Ces réflexions passèrent dans son esprit avec l’instantanéité d’un éclair, et cependant son visage demeurait toujours calme et souriant avec cette expression à demi étonnée qu’elle avait cru devoir prendre. Mais Fausta n’était pas qu’une terrible jouteuse, c’était aussi un beau joueur qui savait garder le même calme, le même sang-froid devant la partie gagnée comme devant la partie perdue. Et comme le roi soupçonneux se tournait vers elle, il disait:

– Vous avez entendu, madame? Parlez! Par le ciel, parlez! Expliquez-vous!

Elle redressa son front orgueilleux, et regardant d’Espinosa droit dans les yeux:

– Tout ce que dit M. le cardinal est l’expression de la pure vérité.

D’une voix dure, le roi demanda:

– Comment se fait-il que sachant cela, madame, vous n’ayez pas cru devoir nous aviser?

Fausta allait pousser la bravade au point qui pouvait lui être fatal.

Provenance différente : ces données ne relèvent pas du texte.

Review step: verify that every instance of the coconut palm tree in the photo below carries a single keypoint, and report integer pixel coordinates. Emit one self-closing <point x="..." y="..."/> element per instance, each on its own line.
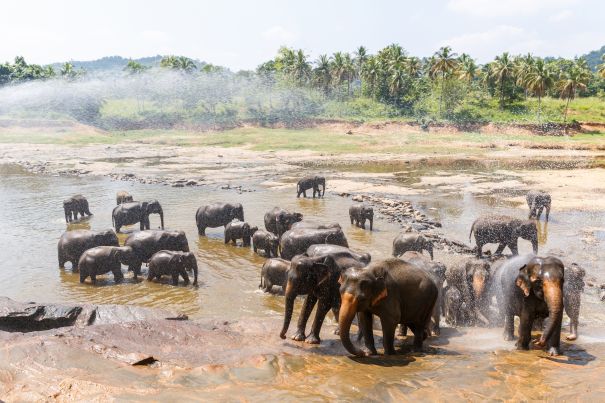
<point x="539" y="79"/>
<point x="322" y="75"/>
<point x="361" y="57"/>
<point x="467" y="69"/>
<point x="601" y="68"/>
<point x="502" y="69"/>
<point x="371" y="73"/>
<point x="572" y="81"/>
<point x="443" y="64"/>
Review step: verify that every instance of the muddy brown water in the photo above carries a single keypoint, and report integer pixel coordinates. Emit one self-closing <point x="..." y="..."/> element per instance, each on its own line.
<point x="462" y="364"/>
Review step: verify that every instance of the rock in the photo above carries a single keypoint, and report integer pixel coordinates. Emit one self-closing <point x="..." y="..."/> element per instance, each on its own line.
<point x="29" y="317"/>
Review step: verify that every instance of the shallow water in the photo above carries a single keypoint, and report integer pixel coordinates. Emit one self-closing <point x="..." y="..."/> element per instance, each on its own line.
<point x="469" y="364"/>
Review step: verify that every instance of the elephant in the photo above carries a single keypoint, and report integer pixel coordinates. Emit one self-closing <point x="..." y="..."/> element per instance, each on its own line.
<point x="471" y="276"/>
<point x="145" y="243"/>
<point x="504" y="231"/>
<point x="239" y="230"/>
<point x="104" y="259"/>
<point x="72" y="244"/>
<point x="75" y="205"/>
<point x="132" y="212"/>
<point x="315" y="274"/>
<point x="531" y="288"/>
<point x="265" y="241"/>
<point x="538" y="200"/>
<point x="572" y="293"/>
<point x="311" y="182"/>
<point x="359" y="213"/>
<point x="396" y="291"/>
<point x="274" y="272"/>
<point x="123" y="197"/>
<point x="297" y="240"/>
<point x="455" y="310"/>
<point x="411" y="241"/>
<point x="278" y="220"/>
<point x="173" y="263"/>
<point x="437" y="272"/>
<point x="217" y="215"/>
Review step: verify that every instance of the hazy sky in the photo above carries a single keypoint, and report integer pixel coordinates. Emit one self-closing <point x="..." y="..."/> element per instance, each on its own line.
<point x="242" y="34"/>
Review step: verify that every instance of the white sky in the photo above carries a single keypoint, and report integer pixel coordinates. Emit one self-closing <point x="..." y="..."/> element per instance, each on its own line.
<point x="242" y="34"/>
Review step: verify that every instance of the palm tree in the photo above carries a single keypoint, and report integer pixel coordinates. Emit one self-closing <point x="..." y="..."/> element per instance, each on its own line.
<point x="467" y="69"/>
<point x="539" y="79"/>
<point x="601" y="68"/>
<point x="572" y="81"/>
<point x="371" y="73"/>
<point x="322" y="75"/>
<point x="361" y="57"/>
<point x="502" y="69"/>
<point x="444" y="63"/>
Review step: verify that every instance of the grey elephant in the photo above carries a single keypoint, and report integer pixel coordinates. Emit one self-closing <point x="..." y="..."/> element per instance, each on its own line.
<point x="145" y="243"/>
<point x="437" y="272"/>
<point x="531" y="288"/>
<point x="411" y="241"/>
<point x="104" y="259"/>
<point x="274" y="272"/>
<point x="174" y="264"/>
<point x="396" y="291"/>
<point x="297" y="240"/>
<point x="538" y="200"/>
<point x="265" y="241"/>
<point x="72" y="244"/>
<point x="359" y="213"/>
<point x="471" y="276"/>
<point x="217" y="215"/>
<point x="278" y="220"/>
<point x="504" y="231"/>
<point x="311" y="182"/>
<point x="239" y="230"/>
<point x="132" y="212"/>
<point x="123" y="197"/>
<point x="75" y="205"/>
<point x="315" y="274"/>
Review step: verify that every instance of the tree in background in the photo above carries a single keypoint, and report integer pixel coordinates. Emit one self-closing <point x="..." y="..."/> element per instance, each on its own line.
<point x="443" y="64"/>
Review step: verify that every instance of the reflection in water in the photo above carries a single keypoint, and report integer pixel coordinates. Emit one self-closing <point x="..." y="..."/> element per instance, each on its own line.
<point x="229" y="276"/>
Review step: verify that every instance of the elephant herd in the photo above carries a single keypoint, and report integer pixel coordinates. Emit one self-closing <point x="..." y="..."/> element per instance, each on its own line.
<point x="409" y="290"/>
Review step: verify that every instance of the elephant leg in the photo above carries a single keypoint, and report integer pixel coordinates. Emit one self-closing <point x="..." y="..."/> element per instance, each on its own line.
<point x="118" y="277"/>
<point x="322" y="309"/>
<point x="307" y="308"/>
<point x="509" y="326"/>
<point x="366" y="329"/>
<point x="388" y="334"/>
<point x="185" y="276"/>
<point x="500" y="249"/>
<point x="525" y="326"/>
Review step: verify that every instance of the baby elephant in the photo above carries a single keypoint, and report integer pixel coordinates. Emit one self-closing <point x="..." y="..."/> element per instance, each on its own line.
<point x="168" y="262"/>
<point x="274" y="272"/>
<point x="104" y="259"/>
<point x="537" y="201"/>
<point x="359" y="213"/>
<point x="410" y="241"/>
<point x="123" y="197"/>
<point x="266" y="241"/>
<point x="239" y="230"/>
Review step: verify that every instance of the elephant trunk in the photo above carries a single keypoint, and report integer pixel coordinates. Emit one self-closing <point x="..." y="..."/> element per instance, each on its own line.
<point x="429" y="248"/>
<point x="553" y="296"/>
<point x="290" y="296"/>
<point x="348" y="310"/>
<point x="194" y="265"/>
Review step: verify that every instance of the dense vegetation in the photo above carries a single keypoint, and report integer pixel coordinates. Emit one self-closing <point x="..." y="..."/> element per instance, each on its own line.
<point x="291" y="89"/>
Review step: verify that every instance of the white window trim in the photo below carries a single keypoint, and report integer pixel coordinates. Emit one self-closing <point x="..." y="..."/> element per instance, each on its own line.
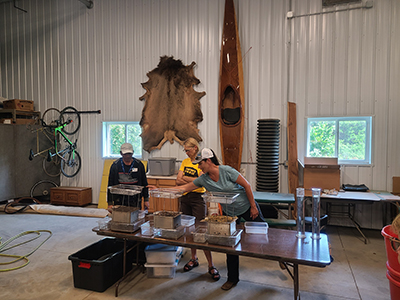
<point x="105" y="139"/>
<point x="369" y="138"/>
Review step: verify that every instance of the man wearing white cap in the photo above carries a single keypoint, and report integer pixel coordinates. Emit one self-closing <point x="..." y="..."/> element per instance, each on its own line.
<point x="221" y="178"/>
<point x="128" y="170"/>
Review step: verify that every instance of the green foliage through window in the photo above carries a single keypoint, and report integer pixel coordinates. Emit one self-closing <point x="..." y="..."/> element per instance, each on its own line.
<point x="347" y="138"/>
<point x="117" y="133"/>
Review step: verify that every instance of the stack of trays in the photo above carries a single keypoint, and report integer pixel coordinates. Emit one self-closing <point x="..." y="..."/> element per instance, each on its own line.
<point x="200" y="235"/>
<point x="221" y="230"/>
<point x="220" y="197"/>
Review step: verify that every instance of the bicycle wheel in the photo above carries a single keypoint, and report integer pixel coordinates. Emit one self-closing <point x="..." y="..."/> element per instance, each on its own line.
<point x="53" y="167"/>
<point x="70" y="113"/>
<point x="51" y="117"/>
<point x="41" y="190"/>
<point x="70" y="166"/>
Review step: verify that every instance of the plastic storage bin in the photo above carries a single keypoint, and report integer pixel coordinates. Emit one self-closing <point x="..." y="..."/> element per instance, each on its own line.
<point x="187" y="220"/>
<point x="256" y="227"/>
<point x="161" y="254"/>
<point x="146" y="229"/>
<point x="162" y="166"/>
<point x="160" y="271"/>
<point x="99" y="266"/>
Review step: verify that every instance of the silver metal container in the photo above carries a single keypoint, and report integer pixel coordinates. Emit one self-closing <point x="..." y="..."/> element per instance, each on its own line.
<point x="221" y="225"/>
<point x="126" y="227"/>
<point x="125" y="214"/>
<point x="169" y="233"/>
<point x="225" y="240"/>
<point x="167" y="219"/>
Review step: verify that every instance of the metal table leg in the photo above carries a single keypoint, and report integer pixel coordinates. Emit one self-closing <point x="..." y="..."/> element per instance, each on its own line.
<point x="295" y="277"/>
<point x="125" y="275"/>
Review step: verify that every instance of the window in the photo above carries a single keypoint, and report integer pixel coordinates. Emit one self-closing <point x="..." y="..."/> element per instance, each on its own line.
<point x="347" y="138"/>
<point x="117" y="133"/>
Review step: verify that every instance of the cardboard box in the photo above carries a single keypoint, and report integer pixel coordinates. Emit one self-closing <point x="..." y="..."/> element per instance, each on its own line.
<point x="14" y="116"/>
<point x="396" y="185"/>
<point x="323" y="173"/>
<point x="18" y="104"/>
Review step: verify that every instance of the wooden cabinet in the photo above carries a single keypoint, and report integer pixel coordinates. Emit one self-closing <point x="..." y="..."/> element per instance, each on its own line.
<point x="74" y="196"/>
<point x="158" y="204"/>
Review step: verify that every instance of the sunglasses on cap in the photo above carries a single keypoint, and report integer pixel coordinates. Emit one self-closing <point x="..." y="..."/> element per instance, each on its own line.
<point x="394" y="243"/>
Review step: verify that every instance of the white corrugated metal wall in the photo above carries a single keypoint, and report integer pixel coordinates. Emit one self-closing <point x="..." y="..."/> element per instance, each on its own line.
<point x="60" y="53"/>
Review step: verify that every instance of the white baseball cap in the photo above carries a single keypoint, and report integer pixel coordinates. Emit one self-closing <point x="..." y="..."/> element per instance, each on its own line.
<point x="126" y="148"/>
<point x="203" y="154"/>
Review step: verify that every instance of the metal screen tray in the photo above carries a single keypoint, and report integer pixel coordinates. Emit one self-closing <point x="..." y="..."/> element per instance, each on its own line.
<point x="220" y="197"/>
<point x="126" y="227"/>
<point x="166" y="193"/>
<point x="199" y="235"/>
<point x="169" y="233"/>
<point x="224" y="240"/>
<point x="124" y="189"/>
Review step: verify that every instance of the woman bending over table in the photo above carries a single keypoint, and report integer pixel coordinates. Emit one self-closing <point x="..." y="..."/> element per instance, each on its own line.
<point x="221" y="178"/>
<point x="192" y="203"/>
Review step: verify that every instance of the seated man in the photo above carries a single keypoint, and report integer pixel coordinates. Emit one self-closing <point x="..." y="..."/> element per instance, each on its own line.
<point x="130" y="171"/>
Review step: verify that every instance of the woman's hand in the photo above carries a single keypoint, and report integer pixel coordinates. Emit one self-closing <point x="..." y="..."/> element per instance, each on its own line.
<point x="253" y="212"/>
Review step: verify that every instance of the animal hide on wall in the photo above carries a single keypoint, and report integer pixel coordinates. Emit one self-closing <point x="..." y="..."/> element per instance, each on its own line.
<point x="172" y="108"/>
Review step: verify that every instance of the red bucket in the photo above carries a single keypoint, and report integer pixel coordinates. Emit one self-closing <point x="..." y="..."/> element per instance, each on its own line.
<point x="393" y="273"/>
<point x="394" y="287"/>
<point x="391" y="254"/>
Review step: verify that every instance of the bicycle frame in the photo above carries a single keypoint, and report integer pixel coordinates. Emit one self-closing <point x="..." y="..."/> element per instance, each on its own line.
<point x="58" y="130"/>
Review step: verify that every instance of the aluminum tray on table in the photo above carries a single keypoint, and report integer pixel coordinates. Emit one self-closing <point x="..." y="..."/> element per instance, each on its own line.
<point x="126" y="227"/>
<point x="166" y="193"/>
<point x="169" y="233"/>
<point x="225" y="240"/>
<point x="199" y="235"/>
<point x="220" y="197"/>
<point x="125" y="189"/>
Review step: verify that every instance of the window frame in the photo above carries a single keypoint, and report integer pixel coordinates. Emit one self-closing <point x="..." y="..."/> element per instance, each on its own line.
<point x="106" y="146"/>
<point x="368" y="138"/>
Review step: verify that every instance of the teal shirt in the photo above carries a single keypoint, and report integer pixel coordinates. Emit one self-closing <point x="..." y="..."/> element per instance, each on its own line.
<point x="226" y="183"/>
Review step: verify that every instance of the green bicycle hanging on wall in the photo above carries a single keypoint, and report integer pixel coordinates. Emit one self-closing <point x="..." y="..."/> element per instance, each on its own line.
<point x="66" y="122"/>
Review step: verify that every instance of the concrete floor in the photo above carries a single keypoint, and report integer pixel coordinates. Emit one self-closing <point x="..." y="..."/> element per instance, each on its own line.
<point x="357" y="272"/>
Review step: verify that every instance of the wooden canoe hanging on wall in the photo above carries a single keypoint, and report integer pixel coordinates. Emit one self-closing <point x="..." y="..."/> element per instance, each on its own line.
<point x="231" y="92"/>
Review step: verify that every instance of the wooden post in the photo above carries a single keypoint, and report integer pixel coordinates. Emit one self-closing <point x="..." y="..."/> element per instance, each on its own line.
<point x="293" y="168"/>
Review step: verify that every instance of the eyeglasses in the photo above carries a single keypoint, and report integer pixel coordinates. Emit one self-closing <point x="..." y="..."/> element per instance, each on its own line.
<point x="395" y="243"/>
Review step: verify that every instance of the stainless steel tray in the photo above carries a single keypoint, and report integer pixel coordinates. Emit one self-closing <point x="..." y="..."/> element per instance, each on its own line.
<point x="167" y="220"/>
<point x="125" y="214"/>
<point x="220" y="197"/>
<point x="224" y="240"/>
<point x="126" y="227"/>
<point x="124" y="189"/>
<point x="166" y="193"/>
<point x="199" y="235"/>
<point x="169" y="233"/>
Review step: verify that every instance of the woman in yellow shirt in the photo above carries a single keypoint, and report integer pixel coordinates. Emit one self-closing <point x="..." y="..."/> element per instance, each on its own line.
<point x="192" y="203"/>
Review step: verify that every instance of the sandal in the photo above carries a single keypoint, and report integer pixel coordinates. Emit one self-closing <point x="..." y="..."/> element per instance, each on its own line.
<point x="215" y="276"/>
<point x="193" y="263"/>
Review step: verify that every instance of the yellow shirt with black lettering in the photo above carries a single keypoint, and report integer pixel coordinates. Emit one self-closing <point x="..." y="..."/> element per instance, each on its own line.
<point x="191" y="170"/>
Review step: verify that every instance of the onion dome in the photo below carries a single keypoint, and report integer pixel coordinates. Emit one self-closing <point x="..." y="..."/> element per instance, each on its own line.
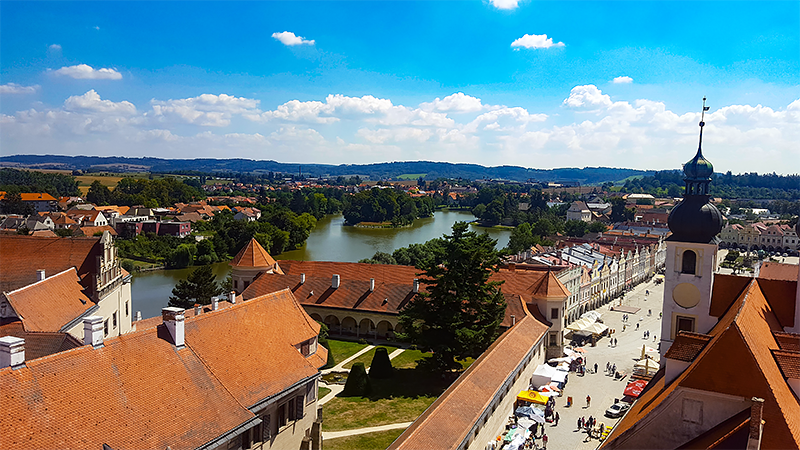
<point x="695" y="219"/>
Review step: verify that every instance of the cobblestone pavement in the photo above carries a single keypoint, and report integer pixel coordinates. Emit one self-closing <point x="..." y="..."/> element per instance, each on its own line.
<point x="604" y="389"/>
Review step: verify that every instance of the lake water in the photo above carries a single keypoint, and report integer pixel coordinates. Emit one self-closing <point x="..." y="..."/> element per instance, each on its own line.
<point x="329" y="241"/>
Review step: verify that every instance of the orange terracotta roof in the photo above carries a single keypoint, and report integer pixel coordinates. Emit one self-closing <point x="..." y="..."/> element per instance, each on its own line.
<point x="136" y="392"/>
<point x="687" y="346"/>
<point x="52" y="303"/>
<point x="446" y="423"/>
<point x="789" y="363"/>
<point x="788" y="341"/>
<point x="253" y="255"/>
<point x="256" y="337"/>
<point x="777" y="271"/>
<point x="38" y="344"/>
<point x="744" y="335"/>
<point x="23" y="255"/>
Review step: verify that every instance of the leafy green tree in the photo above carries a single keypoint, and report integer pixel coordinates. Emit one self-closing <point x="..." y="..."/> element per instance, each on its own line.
<point x="459" y="313"/>
<point x="199" y="287"/>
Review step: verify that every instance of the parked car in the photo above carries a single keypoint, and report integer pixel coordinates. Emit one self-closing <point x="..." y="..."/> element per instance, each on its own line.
<point x="617" y="409"/>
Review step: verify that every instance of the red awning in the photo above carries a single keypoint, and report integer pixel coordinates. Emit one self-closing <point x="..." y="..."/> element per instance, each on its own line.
<point x="635" y="388"/>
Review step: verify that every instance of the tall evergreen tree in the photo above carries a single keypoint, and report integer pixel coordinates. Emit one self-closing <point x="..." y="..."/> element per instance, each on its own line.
<point x="199" y="287"/>
<point x="460" y="314"/>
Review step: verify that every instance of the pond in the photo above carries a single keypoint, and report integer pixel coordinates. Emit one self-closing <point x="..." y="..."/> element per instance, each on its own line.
<point x="329" y="241"/>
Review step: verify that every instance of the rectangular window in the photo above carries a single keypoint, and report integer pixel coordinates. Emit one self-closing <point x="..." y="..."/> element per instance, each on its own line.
<point x="683" y="323"/>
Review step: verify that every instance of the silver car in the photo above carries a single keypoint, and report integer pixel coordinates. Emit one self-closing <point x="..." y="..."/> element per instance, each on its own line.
<point x="617" y="409"/>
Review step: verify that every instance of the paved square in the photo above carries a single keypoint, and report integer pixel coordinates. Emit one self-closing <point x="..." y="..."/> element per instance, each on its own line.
<point x="604" y="389"/>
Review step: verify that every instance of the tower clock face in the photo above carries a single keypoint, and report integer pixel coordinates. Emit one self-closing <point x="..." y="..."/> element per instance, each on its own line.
<point x="686" y="295"/>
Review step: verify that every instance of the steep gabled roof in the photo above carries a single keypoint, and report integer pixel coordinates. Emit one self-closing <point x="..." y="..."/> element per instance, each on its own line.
<point x="23" y="255"/>
<point x="52" y="303"/>
<point x="253" y="255"/>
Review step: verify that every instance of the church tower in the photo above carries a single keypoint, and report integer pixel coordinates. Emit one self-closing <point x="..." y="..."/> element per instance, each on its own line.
<point x="691" y="253"/>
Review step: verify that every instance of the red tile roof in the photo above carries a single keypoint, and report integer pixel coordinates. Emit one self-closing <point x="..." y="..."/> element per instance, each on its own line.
<point x="140" y="392"/>
<point x="38" y="344"/>
<point x="253" y="255"/>
<point x="744" y="334"/>
<point x="52" y="303"/>
<point x="23" y="255"/>
<point x="447" y="422"/>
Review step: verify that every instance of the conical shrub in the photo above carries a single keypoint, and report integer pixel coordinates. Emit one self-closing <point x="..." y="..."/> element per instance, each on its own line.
<point x="358" y="384"/>
<point x="381" y="366"/>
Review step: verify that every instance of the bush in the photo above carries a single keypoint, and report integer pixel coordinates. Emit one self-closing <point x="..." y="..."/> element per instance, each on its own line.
<point x="358" y="384"/>
<point x="381" y="366"/>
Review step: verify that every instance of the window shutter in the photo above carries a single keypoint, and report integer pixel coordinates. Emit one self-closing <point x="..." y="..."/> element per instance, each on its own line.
<point x="266" y="427"/>
<point x="299" y="405"/>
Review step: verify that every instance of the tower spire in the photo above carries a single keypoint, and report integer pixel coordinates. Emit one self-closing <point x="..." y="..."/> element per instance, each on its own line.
<point x="702" y="124"/>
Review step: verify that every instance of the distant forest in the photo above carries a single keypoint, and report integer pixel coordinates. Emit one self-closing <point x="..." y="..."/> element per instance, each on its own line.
<point x="427" y="169"/>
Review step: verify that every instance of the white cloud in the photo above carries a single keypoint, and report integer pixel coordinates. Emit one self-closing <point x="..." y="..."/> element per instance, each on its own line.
<point x="86" y="72"/>
<point x="458" y="102"/>
<point x="91" y="101"/>
<point x="206" y="110"/>
<point x="588" y="96"/>
<point x="13" y="88"/>
<point x="536" y="41"/>
<point x="289" y="38"/>
<point x="505" y="4"/>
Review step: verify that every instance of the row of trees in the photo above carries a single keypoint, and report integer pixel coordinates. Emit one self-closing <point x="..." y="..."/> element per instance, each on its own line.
<point x="386" y="205"/>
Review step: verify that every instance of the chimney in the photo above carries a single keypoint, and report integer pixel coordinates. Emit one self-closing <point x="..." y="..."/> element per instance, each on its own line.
<point x="173" y="319"/>
<point x="93" y="331"/>
<point x="756" y="424"/>
<point x="12" y="352"/>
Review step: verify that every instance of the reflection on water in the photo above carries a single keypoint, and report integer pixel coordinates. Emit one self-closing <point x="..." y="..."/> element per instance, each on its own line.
<point x="330" y="241"/>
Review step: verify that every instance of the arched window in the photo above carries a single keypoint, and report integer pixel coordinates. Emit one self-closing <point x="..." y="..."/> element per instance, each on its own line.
<point x="689" y="262"/>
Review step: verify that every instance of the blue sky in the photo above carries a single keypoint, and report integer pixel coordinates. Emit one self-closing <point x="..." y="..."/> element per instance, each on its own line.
<point x="492" y="82"/>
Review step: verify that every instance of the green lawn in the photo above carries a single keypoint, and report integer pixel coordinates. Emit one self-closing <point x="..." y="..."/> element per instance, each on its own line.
<point x="322" y="392"/>
<point x="401" y="398"/>
<point x="342" y="350"/>
<point x="366" y="358"/>
<point x="369" y="441"/>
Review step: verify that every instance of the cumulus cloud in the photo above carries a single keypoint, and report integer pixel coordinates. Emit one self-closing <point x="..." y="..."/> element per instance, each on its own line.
<point x="458" y="102"/>
<point x="205" y="110"/>
<point x="13" y="88"/>
<point x="505" y="4"/>
<point x="91" y="101"/>
<point x="290" y="39"/>
<point x="535" y="41"/>
<point x="86" y="72"/>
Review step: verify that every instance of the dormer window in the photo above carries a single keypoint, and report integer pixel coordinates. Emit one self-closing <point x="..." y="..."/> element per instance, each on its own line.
<point x="689" y="262"/>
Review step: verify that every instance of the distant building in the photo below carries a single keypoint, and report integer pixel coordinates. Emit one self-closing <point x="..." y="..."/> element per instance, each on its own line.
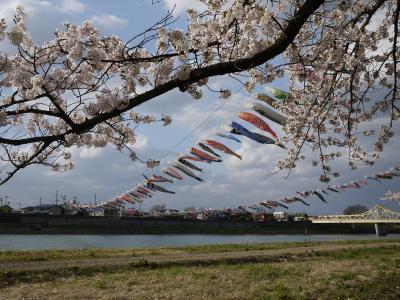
<point x="5" y="209"/>
<point x="300" y="217"/>
<point x="281" y="216"/>
<point x="50" y="209"/>
<point x="111" y="212"/>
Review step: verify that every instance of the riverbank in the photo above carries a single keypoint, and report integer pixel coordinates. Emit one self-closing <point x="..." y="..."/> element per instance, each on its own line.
<point x="247" y="271"/>
<point x="39" y="224"/>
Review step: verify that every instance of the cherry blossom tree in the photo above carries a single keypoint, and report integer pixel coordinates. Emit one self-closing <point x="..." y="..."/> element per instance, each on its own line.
<point x="81" y="89"/>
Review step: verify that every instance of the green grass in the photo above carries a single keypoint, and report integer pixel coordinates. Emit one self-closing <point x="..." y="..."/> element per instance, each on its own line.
<point x="49" y="255"/>
<point x="363" y="273"/>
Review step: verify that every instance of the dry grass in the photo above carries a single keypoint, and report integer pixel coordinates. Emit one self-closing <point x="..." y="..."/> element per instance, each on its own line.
<point x="346" y="274"/>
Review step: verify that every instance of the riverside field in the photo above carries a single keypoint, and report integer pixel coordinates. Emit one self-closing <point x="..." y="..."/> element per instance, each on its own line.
<point x="317" y="270"/>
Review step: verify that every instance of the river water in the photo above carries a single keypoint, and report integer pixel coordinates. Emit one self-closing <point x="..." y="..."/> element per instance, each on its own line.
<point x="63" y="241"/>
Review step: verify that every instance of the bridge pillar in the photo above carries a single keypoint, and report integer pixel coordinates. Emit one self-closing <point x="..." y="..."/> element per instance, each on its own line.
<point x="380" y="229"/>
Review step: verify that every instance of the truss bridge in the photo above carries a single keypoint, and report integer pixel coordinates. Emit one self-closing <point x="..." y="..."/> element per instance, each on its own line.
<point x="378" y="215"/>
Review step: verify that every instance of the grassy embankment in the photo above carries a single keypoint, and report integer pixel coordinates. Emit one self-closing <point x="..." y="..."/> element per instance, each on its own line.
<point x="328" y="270"/>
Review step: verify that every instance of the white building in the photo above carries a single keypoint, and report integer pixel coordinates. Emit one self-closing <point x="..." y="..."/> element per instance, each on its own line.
<point x="280" y="216"/>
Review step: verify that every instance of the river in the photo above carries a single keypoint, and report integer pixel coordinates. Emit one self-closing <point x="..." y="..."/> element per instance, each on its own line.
<point x="63" y="241"/>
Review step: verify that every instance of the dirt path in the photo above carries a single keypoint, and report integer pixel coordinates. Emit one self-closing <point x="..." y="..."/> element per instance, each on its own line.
<point x="184" y="258"/>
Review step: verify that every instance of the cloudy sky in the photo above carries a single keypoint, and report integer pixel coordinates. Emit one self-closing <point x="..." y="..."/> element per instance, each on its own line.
<point x="107" y="172"/>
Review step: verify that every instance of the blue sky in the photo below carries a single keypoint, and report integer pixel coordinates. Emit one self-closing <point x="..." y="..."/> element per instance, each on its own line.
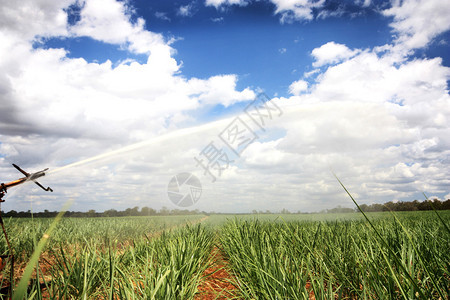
<point x="363" y="86"/>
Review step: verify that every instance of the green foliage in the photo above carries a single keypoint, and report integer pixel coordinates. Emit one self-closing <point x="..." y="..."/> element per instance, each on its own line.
<point x="340" y="259"/>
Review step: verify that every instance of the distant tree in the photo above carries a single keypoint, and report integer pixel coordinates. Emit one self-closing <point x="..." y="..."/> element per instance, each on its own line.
<point x="110" y="213"/>
<point x="147" y="211"/>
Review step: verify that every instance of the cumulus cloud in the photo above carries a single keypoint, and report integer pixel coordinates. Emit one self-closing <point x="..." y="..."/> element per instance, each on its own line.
<point x="109" y="21"/>
<point x="297" y="87"/>
<point x="379" y="121"/>
<point x="331" y="53"/>
<point x="292" y="10"/>
<point x="218" y="3"/>
<point x="417" y="22"/>
<point x="186" y="10"/>
<point x="57" y="110"/>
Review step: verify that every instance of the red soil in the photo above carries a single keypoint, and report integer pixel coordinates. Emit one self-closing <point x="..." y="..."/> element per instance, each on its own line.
<point x="218" y="281"/>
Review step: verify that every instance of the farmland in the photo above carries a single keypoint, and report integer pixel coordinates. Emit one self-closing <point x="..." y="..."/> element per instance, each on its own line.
<point x="311" y="256"/>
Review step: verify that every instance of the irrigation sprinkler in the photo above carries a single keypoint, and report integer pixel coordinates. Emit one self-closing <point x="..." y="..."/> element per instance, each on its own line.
<point x="3" y="190"/>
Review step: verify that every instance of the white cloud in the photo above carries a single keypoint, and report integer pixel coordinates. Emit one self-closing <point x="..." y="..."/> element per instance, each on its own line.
<point x="109" y="21"/>
<point x="34" y="17"/>
<point x="162" y="16"/>
<point x="378" y="121"/>
<point x="218" y="3"/>
<point x="186" y="10"/>
<point x="297" y="87"/>
<point x="331" y="53"/>
<point x="57" y="110"/>
<point x="417" y="22"/>
<point x="292" y="10"/>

Déjà cette femme extraordinaire, dont le courage intrépide s’était manifesté en mainte circonstance critique, tourmentait la poignée de la mignonne dague qu’elle avait au côté; déjà son œil d’aigle avait mesuré la distance qui séparait le balcon du sol et combiné qu’un bond adroitement calculé pouvait la soustraire au danger d’une arrestation immédiate; déjà elle ouvrait la bouche pour la suprême bravade et ployait les jarrets pour le saut médité, lorsque le grand inquisiteur, d’une voix apaisée, déclara:

– J’en ai appelé au témoignage de la princesse, assuré que j’étais de l’entendre confirmer mes paroles. Mais je n’ai pas dit que je la suspectais, ni qu’elle fût mêlée en quoi que se soit à une entreprise folle, vouée à un échec certain (et il insista sur ces mots). Si la princesse n’a pas parlé, c’est qu’elle ne pouvait le faire sans forfaire à l’honneur. Au surplus elle n’ignorait apparemment pas que je savais tout et elle a dû penser, à juste raison, que je saurais faire mon devoir.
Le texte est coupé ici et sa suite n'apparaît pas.